# New to Speaker construction



## fonjondrie (Dec 25, 2011)

Hey,

I've been doing some research on speaker construction such as types of design and tools needed. There is just so much information I don't know where to begin. I am currently purchasing the tools and have around 400$ to put into materials. I have never built a system and don't really know how to start. Any recommendations? I was thinking I should start with a proven design but I want to understand how to design a system and learn how to construct a crossover based on my design. 

Thanks in advance


----------



## Jstslamd (Nov 30, 2010)

What kind of design are you interested in building to get your feet wet ? I would stick with something simple like a 2 way designs or a 2way mtm design.


----------



## fonjondrie (Dec 25, 2011)

I like the idea of doing a 2 way mtm Got any suggestions?


----------



## GranteedEV (Aug 8, 2010)

fonjondrie said:


> Hey,
> 
> I've been doing some research on speaker construction such as types of design and tools needed. There is just so much information I don't know where to begin. I am currently purchasing the tools and have around 400$ to put into materials. I have never built a system and don't really know how to start. Any recommendations? I was thinking I should start with a proven design but I want to understand how to design a system and learn how to construct a crossover based on my design.
> 
> Thanks in advance


Hey. I agree with starting with a proven design. It's all a learning process and it's best not to overwhelm yourself right at the start! 

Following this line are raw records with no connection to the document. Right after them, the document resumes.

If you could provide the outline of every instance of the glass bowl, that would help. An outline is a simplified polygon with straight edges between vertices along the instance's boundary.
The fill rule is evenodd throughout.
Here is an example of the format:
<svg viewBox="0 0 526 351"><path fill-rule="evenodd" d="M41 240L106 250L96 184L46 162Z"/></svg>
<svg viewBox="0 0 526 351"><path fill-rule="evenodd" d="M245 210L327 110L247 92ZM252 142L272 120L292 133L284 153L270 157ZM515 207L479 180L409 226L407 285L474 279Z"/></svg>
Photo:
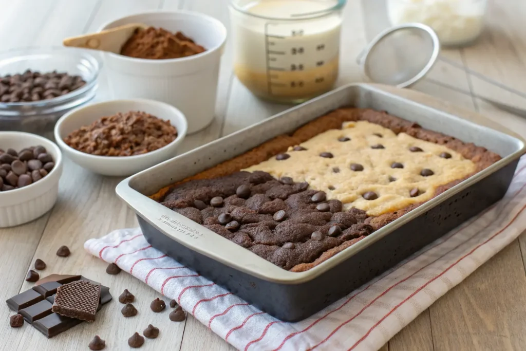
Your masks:
<svg viewBox="0 0 526 351"><path fill-rule="evenodd" d="M0 76L57 71L79 75L86 84L52 99L0 102L0 131L18 131L49 137L63 115L91 100L97 88L99 62L86 50L71 48L27 48L0 53Z"/></svg>

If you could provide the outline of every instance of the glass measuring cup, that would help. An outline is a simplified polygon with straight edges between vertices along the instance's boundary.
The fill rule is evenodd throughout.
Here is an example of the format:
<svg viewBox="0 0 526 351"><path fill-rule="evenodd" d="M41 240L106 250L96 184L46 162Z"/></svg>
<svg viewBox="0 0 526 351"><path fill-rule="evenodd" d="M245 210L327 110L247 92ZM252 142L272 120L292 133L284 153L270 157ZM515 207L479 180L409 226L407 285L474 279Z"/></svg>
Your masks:
<svg viewBox="0 0 526 351"><path fill-rule="evenodd" d="M303 102L338 76L346 0L231 0L234 73L255 95Z"/></svg>

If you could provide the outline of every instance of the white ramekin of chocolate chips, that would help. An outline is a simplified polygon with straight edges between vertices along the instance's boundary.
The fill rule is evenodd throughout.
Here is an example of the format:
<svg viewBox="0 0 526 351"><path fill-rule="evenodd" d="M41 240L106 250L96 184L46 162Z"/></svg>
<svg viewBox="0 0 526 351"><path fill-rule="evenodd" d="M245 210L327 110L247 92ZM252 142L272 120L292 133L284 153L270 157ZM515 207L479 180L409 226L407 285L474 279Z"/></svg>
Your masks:
<svg viewBox="0 0 526 351"><path fill-rule="evenodd" d="M62 155L45 138L0 132L0 228L35 219L56 202Z"/></svg>

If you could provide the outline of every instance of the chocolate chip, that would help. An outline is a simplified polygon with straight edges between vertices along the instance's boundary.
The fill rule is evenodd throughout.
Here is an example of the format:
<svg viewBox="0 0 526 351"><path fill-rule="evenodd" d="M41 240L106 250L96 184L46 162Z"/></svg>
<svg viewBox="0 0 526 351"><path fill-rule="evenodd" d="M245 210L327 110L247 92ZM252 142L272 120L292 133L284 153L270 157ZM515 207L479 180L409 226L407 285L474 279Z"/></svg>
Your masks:
<svg viewBox="0 0 526 351"><path fill-rule="evenodd" d="M439 155L439 156L440 156L441 157L442 157L442 158L451 158L451 154L450 154L449 153L443 152L443 153L442 153L441 154L440 154L440 155Z"/></svg>
<svg viewBox="0 0 526 351"><path fill-rule="evenodd" d="M292 185L294 184L294 180L290 177L281 177L279 178L279 181L287 185Z"/></svg>
<svg viewBox="0 0 526 351"><path fill-rule="evenodd" d="M16 175L19 176L21 174L24 174L27 170L27 167L26 167L26 164L20 160L15 159L11 164L11 171Z"/></svg>
<svg viewBox="0 0 526 351"><path fill-rule="evenodd" d="M282 248L285 248L287 250L294 250L296 248L296 244L294 243L285 243L281 246Z"/></svg>
<svg viewBox="0 0 526 351"><path fill-rule="evenodd" d="M292 148L292 150L294 150L294 151L305 151L306 149L306 149L303 146L300 146L299 145L297 146L295 146L294 148Z"/></svg>
<svg viewBox="0 0 526 351"><path fill-rule="evenodd" d="M310 235L310 238L312 240L320 241L323 238L323 235L319 230L316 230L313 232L312 234Z"/></svg>
<svg viewBox="0 0 526 351"><path fill-rule="evenodd" d="M148 339L155 339L159 336L159 328L149 324L148 328L146 328L143 332L143 334Z"/></svg>
<svg viewBox="0 0 526 351"><path fill-rule="evenodd" d="M38 159L30 159L27 161L27 167L31 171L40 169L42 168L42 162Z"/></svg>
<svg viewBox="0 0 526 351"><path fill-rule="evenodd" d="M351 169L356 172L360 172L363 171L363 166L359 163L351 163Z"/></svg>
<svg viewBox="0 0 526 351"><path fill-rule="evenodd" d="M186 315L185 311L183 310L183 308L179 306L170 313L168 318L172 322L183 322L186 319Z"/></svg>
<svg viewBox="0 0 526 351"><path fill-rule="evenodd" d="M325 157L325 158L332 158L334 157L332 154L329 152L322 152L320 154L320 156L322 157Z"/></svg>
<svg viewBox="0 0 526 351"><path fill-rule="evenodd" d="M35 156L35 158L37 158L41 154L44 154L45 153L46 148L42 145L35 146L35 148L33 149L33 156Z"/></svg>
<svg viewBox="0 0 526 351"><path fill-rule="evenodd" d="M106 341L100 338L98 335L95 335L88 345L90 350L93 351L99 351L104 349L106 347Z"/></svg>
<svg viewBox="0 0 526 351"><path fill-rule="evenodd" d="M219 221L220 223L225 225L232 220L232 216L228 212L226 213L221 213L217 217L217 220Z"/></svg>
<svg viewBox="0 0 526 351"><path fill-rule="evenodd" d="M14 315L9 318L9 325L12 328L19 328L24 325L24 317L22 315Z"/></svg>
<svg viewBox="0 0 526 351"><path fill-rule="evenodd" d="M51 170L53 169L55 167L54 162L47 162L44 165L44 169L47 171L48 172L50 172Z"/></svg>
<svg viewBox="0 0 526 351"><path fill-rule="evenodd" d="M46 154L46 153L41 154L38 155L38 157L37 157L37 158L38 158L38 161L43 164L53 162L53 158L51 157L51 155L49 154Z"/></svg>
<svg viewBox="0 0 526 351"><path fill-rule="evenodd" d="M422 177L429 177L434 174L434 172L429 168L424 168L420 171L420 175Z"/></svg>
<svg viewBox="0 0 526 351"><path fill-rule="evenodd" d="M35 183L42 179L42 176L39 172L35 169L31 171L31 179L33 179L33 183Z"/></svg>
<svg viewBox="0 0 526 351"><path fill-rule="evenodd" d="M310 200L312 202L321 202L322 201L325 201L326 197L325 196L325 193L323 192L318 192L310 198Z"/></svg>
<svg viewBox="0 0 526 351"><path fill-rule="evenodd" d="M236 230L239 227L239 222L237 220L232 220L231 222L227 223L226 225L225 226L225 229L227 230Z"/></svg>
<svg viewBox="0 0 526 351"><path fill-rule="evenodd" d="M166 304L165 302L158 297L150 303L150 308L156 313L158 313L164 310L166 308Z"/></svg>
<svg viewBox="0 0 526 351"><path fill-rule="evenodd" d="M194 206L196 208L199 210L205 209L208 206L207 206L206 204L203 201L200 200L196 200L194 202Z"/></svg>
<svg viewBox="0 0 526 351"><path fill-rule="evenodd" d="M31 177L27 174L22 174L18 177L18 180L16 184L19 188L22 188L24 186L27 186L32 183L33 179L31 179Z"/></svg>
<svg viewBox="0 0 526 351"><path fill-rule="evenodd" d="M236 189L236 195L241 198L248 198L250 196L250 187L246 184L240 185Z"/></svg>
<svg viewBox="0 0 526 351"><path fill-rule="evenodd" d="M290 157L290 155L288 154L278 154L276 155L276 159L278 161L281 161L284 159L287 159Z"/></svg>
<svg viewBox="0 0 526 351"><path fill-rule="evenodd" d="M137 348L144 344L144 338L139 335L137 332L128 339L128 345L130 347Z"/></svg>
<svg viewBox="0 0 526 351"><path fill-rule="evenodd" d="M420 194L420 192L418 190L418 188L413 188L409 190L409 196L411 197L414 197L415 196L418 196Z"/></svg>
<svg viewBox="0 0 526 351"><path fill-rule="evenodd" d="M210 200L210 204L214 207L219 207L223 205L223 198L221 196L213 197Z"/></svg>
<svg viewBox="0 0 526 351"><path fill-rule="evenodd" d="M119 302L121 304L127 304L133 302L135 299L135 296L132 293L128 291L128 289L125 289L123 293L119 295Z"/></svg>
<svg viewBox="0 0 526 351"><path fill-rule="evenodd" d="M281 222L285 219L285 216L286 214L287 214L284 210L280 209L274 214L274 215L272 216L272 218L274 218L274 220L276 220L276 222Z"/></svg>
<svg viewBox="0 0 526 351"><path fill-rule="evenodd" d="M329 204L320 204L316 206L316 209L320 212L328 212L330 210L330 206Z"/></svg>
<svg viewBox="0 0 526 351"><path fill-rule="evenodd" d="M136 316L137 315L137 308L135 308L135 306L129 302L120 310L120 313L125 317L133 317L134 316Z"/></svg>
<svg viewBox="0 0 526 351"><path fill-rule="evenodd" d="M42 269L46 269L46 263L43 261L40 258L37 258L35 260L35 269L38 270L42 270Z"/></svg>
<svg viewBox="0 0 526 351"><path fill-rule="evenodd" d="M338 236L341 234L341 228L339 225L333 225L329 228L329 236Z"/></svg>
<svg viewBox="0 0 526 351"><path fill-rule="evenodd" d="M5 180L13 186L16 186L18 183L18 176L10 171L5 176Z"/></svg>
<svg viewBox="0 0 526 351"><path fill-rule="evenodd" d="M106 273L108 274L111 274L112 275L118 274L120 273L121 270L122 269L119 268L119 266L115 263L110 263L108 265L108 266L106 267Z"/></svg>
<svg viewBox="0 0 526 351"><path fill-rule="evenodd" d="M70 254L69 248L66 245L62 245L57 250L57 256L59 256L61 257L67 257Z"/></svg>
<svg viewBox="0 0 526 351"><path fill-rule="evenodd" d="M27 274L26 275L26 282L32 282L34 283L39 279L40 279L40 276L38 275L38 273L37 273L33 269L29 269L27 272Z"/></svg>
<svg viewBox="0 0 526 351"><path fill-rule="evenodd" d="M374 192L367 192L362 195L366 200L376 200L378 198L378 195Z"/></svg>
<svg viewBox="0 0 526 351"><path fill-rule="evenodd" d="M9 154L11 156L14 156L15 157L18 157L18 153L16 152L16 150L15 149L12 149L9 147L8 149L5 151L6 153Z"/></svg>
<svg viewBox="0 0 526 351"><path fill-rule="evenodd" d="M16 157L7 153L0 155L0 163L8 163L11 164L16 159Z"/></svg>

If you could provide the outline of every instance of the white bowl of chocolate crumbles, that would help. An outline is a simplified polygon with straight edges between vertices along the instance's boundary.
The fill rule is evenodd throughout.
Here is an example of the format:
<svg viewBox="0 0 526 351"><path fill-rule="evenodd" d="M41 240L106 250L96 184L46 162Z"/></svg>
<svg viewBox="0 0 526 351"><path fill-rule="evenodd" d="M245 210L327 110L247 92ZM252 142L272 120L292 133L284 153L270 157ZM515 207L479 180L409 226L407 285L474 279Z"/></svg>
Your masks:
<svg viewBox="0 0 526 351"><path fill-rule="evenodd" d="M176 156L187 128L183 113L168 104L112 100L63 116L55 138L77 164L102 175L125 176Z"/></svg>
<svg viewBox="0 0 526 351"><path fill-rule="evenodd" d="M0 132L0 228L31 222L56 202L62 154L48 139Z"/></svg>

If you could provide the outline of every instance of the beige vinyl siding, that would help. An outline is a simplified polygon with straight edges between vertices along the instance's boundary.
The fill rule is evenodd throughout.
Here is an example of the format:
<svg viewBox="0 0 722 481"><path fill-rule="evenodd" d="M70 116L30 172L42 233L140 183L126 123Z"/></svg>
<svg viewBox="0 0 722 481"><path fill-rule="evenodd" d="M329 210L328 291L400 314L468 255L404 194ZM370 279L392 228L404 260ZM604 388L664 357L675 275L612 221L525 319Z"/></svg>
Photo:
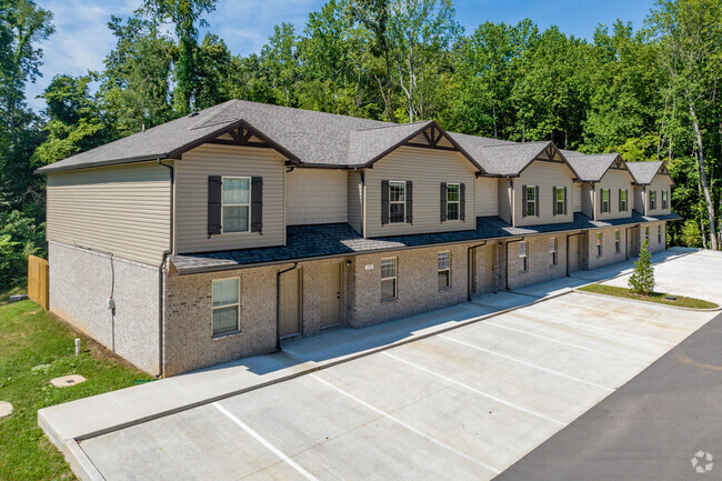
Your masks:
<svg viewBox="0 0 722 481"><path fill-rule="evenodd" d="M572 190L574 191L573 193L574 212L581 212L582 211L582 183L574 182L574 188Z"/></svg>
<svg viewBox="0 0 722 481"><path fill-rule="evenodd" d="M178 253L283 245L284 161L272 149L203 144L176 162L176 250ZM263 178L263 232L208 238L208 177Z"/></svg>
<svg viewBox="0 0 722 481"><path fill-rule="evenodd" d="M610 212L601 213L600 209L602 206L602 189L609 189L609 203ZM619 190L626 189L626 211L619 211ZM602 180L596 183L596 219L606 220L606 219L622 219L632 217L632 177L628 170L622 169L609 169L606 173L602 177Z"/></svg>
<svg viewBox="0 0 722 481"><path fill-rule="evenodd" d="M498 216L499 179L480 177L477 179L477 216Z"/></svg>
<svg viewBox="0 0 722 481"><path fill-rule="evenodd" d="M349 224L357 232L361 233L361 172L350 170L348 174L348 206L349 206Z"/></svg>
<svg viewBox="0 0 722 481"><path fill-rule="evenodd" d="M170 171L156 162L48 174L47 238L157 264L170 248Z"/></svg>
<svg viewBox="0 0 722 481"><path fill-rule="evenodd" d="M400 147L365 173L367 237L444 232L477 228L475 168L459 152ZM381 181L413 182L413 224L381 226ZM465 184L465 221L441 222L441 182Z"/></svg>
<svg viewBox="0 0 722 481"><path fill-rule="evenodd" d="M285 174L285 224L348 221L348 173L340 169L299 168Z"/></svg>
<svg viewBox="0 0 722 481"><path fill-rule="evenodd" d="M513 192L511 181L507 179L499 179L498 191L499 217L504 221L511 223L511 200Z"/></svg>
<svg viewBox="0 0 722 481"><path fill-rule="evenodd" d="M649 201L649 196L650 191L656 191L656 209L655 210L649 210L646 212L648 216L663 216L666 213L672 213L672 181L668 176L661 176L656 174L654 176L654 179L652 179L652 183L646 186L646 199ZM662 191L666 190L669 192L669 204L665 210L662 209ZM648 206L651 206L649 203ZM655 228L656 229L656 228ZM656 236L656 231L654 232Z"/></svg>
<svg viewBox="0 0 722 481"><path fill-rule="evenodd" d="M565 163L535 160L518 179L514 179L514 226L534 226L542 223L571 222L574 218L572 200L572 171ZM523 186L539 186L539 216L523 217ZM566 216L554 216L552 206L552 188L565 187Z"/></svg>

With $400 to spend on drivers/crossover/enclosure, it's not a huge budget but surely there's some fantastic results to be found. Perhaps the Zaph ZA5.3 tower. Or maybe its (more expensive) big brother the ZA5.5tt Tall tower.

A higher-end 2-way MTM Tower you might consider might be the ER18 MTM by Dennis Murphy. (the excellent Dayton Tweeter version would hopefully be close to your budget)


----------



## fonjondrie (Dec 25, 2011)

Thank you so much GranteedEV, I really like the ER18 MTM can you post a link for the Dayton Tweeter version


----------



## fonjondrie (Dec 25, 2011)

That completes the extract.